The project has drawn on many of T+T’s finest skillsets across numerous disciplines and offices. As the lead consultant, we have performed project management, design management, geological site investigations, geotechnical design, civil and stormwater design, ecological services, planning and environmental services. To round out the team, we partnered with Vitruvius to carry out the road and rail geometrical design, Holmes Consulting for the structural design, Beca for the pavement design, road safety audits and peer reviews, and with The Property Group for property acquisition services. Whilst a majority of the team is based in Nelson, we’ve been supported by staff in Christchurch, Wellington, Hamilton and Tauranga. This project has really showcased how we can successfully deliver major projects from our regional offices, using a team drawn from all over the country. This has been made possible with tools such as Skype for Business, Microsoft Teams, Project Orbit, our agile work environment, and a client who doesn’t see distance as a barrier to success. Feedback from our client has been really positive. With the Labour coalition government pledging $1 billion of investment in the rail network over the coming years, we believe we are in a good position to continue to deliver more exciting and challenging projects.

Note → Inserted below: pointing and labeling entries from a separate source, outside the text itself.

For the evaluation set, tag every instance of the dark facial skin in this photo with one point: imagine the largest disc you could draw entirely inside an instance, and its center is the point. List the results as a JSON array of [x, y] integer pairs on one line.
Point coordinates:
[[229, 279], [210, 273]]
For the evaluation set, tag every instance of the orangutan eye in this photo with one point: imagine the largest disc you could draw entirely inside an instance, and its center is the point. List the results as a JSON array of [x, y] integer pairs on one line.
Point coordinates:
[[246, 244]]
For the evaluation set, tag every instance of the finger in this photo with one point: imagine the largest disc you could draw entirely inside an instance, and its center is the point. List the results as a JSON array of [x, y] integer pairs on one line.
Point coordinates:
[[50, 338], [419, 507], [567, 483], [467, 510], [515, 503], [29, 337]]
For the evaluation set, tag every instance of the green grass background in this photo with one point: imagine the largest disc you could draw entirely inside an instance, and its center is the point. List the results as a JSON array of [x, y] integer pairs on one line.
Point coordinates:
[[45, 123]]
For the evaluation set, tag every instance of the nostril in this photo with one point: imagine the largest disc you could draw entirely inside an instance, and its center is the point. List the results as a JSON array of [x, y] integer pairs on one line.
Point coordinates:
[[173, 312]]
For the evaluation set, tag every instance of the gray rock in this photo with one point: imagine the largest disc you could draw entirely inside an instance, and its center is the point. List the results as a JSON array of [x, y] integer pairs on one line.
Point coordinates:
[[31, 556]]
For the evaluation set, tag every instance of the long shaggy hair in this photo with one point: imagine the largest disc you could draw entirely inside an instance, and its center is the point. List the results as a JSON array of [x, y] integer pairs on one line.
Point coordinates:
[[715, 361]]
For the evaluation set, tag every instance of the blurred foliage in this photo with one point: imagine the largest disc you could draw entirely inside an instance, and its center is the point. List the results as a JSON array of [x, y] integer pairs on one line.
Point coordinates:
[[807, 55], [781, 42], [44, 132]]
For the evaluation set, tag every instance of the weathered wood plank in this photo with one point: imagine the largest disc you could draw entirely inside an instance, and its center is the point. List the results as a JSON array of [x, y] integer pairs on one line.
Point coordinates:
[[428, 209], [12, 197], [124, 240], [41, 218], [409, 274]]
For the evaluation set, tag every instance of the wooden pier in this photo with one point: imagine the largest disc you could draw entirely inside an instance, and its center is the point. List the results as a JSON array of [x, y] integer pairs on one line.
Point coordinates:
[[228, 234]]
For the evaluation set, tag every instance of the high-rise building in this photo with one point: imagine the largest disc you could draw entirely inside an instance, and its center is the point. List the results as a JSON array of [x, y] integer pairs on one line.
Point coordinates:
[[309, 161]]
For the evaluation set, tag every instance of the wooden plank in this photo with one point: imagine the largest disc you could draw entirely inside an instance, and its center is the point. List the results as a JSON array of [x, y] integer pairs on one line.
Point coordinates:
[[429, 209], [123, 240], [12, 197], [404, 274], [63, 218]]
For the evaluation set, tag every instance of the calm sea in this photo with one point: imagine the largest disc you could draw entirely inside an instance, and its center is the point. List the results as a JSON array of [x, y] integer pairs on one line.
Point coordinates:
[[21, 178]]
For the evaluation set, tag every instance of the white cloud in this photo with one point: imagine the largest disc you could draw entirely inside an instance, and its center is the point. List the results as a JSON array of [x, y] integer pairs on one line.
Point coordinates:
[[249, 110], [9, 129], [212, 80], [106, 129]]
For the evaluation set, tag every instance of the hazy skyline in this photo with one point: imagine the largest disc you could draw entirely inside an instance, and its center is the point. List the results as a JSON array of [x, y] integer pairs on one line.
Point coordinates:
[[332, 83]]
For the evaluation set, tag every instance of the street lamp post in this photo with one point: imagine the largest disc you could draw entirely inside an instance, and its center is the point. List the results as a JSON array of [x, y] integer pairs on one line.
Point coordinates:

Model render showing proposed rail underpass and area of hill to be cut for new rail alignment
From the Golden Age to rejuvenation by a younger generation
As I write this article, I think of my grandfather who made a career in the railways. This story will be true for many of our (great, great-great and great-great-great?) grandparents, who spent their days working hand tools, horses, and wagons. This must have been both an exciting time of stream trains and growth of a nation, but also a time of hardship and uncertainty.

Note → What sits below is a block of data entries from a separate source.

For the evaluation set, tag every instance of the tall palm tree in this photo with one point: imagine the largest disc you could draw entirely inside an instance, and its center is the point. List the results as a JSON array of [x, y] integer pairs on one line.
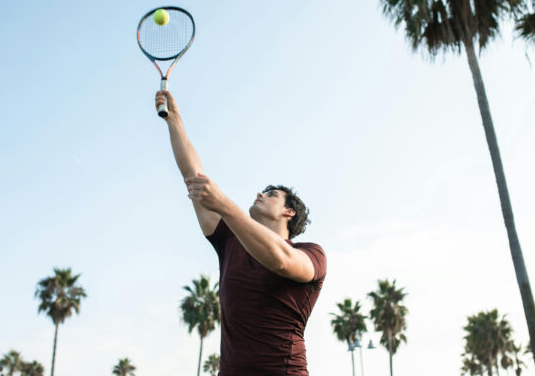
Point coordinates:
[[124, 368], [388, 315], [32, 369], [489, 337], [471, 365], [349, 325], [11, 363], [212, 364], [513, 358], [525, 24], [448, 25], [59, 296], [201, 310]]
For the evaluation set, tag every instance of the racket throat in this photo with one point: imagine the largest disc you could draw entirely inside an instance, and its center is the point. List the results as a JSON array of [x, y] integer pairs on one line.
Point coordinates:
[[163, 111]]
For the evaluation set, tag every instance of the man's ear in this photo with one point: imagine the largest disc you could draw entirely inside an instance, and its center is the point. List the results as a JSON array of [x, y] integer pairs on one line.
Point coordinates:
[[289, 213]]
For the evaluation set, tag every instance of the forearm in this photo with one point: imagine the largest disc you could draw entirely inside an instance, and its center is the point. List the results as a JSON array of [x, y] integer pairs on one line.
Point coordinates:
[[186, 157], [267, 247]]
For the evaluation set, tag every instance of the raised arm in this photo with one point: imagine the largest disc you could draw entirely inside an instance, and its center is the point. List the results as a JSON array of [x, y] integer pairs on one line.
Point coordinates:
[[186, 158]]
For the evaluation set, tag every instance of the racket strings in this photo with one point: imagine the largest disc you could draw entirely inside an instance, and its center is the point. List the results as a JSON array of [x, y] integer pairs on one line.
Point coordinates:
[[167, 41]]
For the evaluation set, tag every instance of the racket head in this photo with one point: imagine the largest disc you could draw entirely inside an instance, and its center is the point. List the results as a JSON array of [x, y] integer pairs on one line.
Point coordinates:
[[169, 41]]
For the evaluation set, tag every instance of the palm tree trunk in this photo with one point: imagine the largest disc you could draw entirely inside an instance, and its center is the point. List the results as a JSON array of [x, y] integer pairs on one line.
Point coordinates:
[[507, 211], [390, 352], [54, 350], [353, 362], [200, 357]]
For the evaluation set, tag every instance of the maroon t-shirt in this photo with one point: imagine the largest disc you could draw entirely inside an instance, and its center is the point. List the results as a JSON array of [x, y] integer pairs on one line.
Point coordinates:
[[263, 315]]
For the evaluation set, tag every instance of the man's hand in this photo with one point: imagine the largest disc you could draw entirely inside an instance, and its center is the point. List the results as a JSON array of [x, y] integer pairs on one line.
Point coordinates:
[[205, 192], [174, 114]]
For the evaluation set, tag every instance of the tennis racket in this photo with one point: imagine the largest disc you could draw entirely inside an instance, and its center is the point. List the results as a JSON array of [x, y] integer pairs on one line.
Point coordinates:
[[166, 42]]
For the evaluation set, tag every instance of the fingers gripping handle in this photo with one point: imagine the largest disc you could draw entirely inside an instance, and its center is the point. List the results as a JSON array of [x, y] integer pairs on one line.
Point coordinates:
[[162, 109]]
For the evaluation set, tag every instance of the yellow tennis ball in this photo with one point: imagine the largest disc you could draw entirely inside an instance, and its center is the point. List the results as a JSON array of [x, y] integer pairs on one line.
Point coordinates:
[[161, 17]]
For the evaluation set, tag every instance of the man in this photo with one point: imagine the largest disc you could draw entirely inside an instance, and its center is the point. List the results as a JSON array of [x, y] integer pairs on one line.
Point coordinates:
[[268, 284]]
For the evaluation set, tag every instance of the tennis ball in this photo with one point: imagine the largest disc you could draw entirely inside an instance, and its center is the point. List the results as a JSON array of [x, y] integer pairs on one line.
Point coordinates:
[[161, 17]]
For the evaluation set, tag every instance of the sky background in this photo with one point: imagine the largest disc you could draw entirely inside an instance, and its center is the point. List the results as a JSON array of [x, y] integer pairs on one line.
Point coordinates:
[[385, 147]]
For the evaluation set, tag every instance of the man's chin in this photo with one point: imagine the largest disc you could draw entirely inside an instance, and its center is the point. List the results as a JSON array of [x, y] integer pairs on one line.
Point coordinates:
[[253, 211]]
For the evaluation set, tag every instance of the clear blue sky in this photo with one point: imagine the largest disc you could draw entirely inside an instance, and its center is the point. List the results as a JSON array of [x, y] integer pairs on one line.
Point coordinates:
[[386, 148]]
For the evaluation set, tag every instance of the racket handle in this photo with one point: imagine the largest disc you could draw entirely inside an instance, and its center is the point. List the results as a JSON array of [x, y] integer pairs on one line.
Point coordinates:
[[163, 111]]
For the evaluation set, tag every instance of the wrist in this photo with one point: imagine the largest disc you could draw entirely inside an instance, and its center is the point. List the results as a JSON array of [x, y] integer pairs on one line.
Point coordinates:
[[173, 120]]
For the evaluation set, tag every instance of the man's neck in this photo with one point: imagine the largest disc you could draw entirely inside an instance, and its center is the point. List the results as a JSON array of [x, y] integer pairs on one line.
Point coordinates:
[[278, 227]]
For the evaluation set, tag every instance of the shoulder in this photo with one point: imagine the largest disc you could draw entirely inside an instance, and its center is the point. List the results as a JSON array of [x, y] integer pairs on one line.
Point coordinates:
[[309, 246], [317, 255]]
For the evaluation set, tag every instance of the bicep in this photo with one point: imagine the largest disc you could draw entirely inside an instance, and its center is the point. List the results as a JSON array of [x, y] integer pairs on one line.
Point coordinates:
[[298, 267], [208, 220]]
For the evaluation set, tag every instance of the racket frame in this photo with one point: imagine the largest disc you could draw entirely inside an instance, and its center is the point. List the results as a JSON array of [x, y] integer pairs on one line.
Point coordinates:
[[162, 109]]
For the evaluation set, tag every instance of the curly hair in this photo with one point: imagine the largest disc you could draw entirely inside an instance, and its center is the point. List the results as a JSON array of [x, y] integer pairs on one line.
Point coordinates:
[[299, 221]]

I feel fortunate to be involved in the rejuvenation of New Zealand’s railway, which I believe is set to prosper to new levels. New Zealand is looking for ways to reduce road congestion through mass public transport, reduced road freight, reduced emissions and ensuring that we have a rail network resilient to climate change and other natural hazard related challenges. Unlike the people of my grandfather’s day, we live in relative peace and prosperity. Coal and steam power has been replaced by diesel and electric engines, while horses, picks and shovels have been replaced with 85 tonne excavators, 40 tonne bulldozers and 45T dump trucks.

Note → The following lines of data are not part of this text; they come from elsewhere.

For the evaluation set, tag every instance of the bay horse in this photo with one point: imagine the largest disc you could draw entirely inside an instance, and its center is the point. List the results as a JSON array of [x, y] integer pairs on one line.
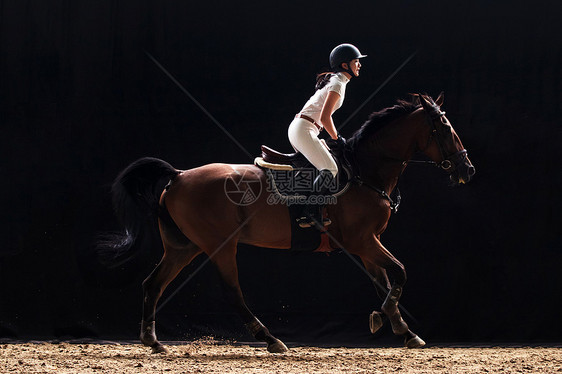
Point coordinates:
[[196, 215]]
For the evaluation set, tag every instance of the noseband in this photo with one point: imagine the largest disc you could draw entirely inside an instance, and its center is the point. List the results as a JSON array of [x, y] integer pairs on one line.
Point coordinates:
[[449, 164]]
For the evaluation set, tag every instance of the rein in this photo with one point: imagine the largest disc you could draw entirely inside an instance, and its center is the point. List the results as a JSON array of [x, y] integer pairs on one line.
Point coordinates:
[[446, 164]]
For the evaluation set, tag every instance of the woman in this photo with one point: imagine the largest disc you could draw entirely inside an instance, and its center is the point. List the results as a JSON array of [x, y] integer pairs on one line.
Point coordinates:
[[317, 115]]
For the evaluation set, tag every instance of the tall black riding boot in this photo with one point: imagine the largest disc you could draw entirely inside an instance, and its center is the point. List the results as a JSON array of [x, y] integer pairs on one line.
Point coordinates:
[[312, 213]]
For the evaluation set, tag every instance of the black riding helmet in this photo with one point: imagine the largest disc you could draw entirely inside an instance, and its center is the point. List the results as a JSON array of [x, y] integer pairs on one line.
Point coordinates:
[[344, 53]]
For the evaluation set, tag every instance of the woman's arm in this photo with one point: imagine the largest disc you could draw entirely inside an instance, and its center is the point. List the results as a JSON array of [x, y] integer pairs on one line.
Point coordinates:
[[326, 114]]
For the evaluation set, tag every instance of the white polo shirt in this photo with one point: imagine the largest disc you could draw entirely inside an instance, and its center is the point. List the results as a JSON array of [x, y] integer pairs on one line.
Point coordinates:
[[313, 106]]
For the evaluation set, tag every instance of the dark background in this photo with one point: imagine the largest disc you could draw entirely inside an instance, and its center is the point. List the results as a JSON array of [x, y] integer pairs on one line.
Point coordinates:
[[80, 100]]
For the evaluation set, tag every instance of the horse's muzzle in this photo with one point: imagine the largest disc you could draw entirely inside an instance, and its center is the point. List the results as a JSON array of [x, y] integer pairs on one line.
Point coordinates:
[[463, 173]]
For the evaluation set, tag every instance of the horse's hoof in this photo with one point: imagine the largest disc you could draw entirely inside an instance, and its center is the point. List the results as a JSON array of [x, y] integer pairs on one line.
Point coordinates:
[[277, 347], [415, 342], [375, 322], [159, 348]]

Possibly best of all, my ‘smoko’ breaks consists of a flat white and a scone from the local Ward cafe, in place of a tobacco pipe and stale jam sandwich. We could just be experiencing the return of ‘The Golden Age’ of rail!
All the toys out in force
New 1600 diameter culvert being installed beneath the MNL
Excavation of the new rail alignment with recently sprayed hydroseed on the batter slopes
Construction of the new ‘Tar Barrel Tunnel Bypass’ with a temporary diversion of SH1 in place until the road can be directed over the roof of the new rail underpass.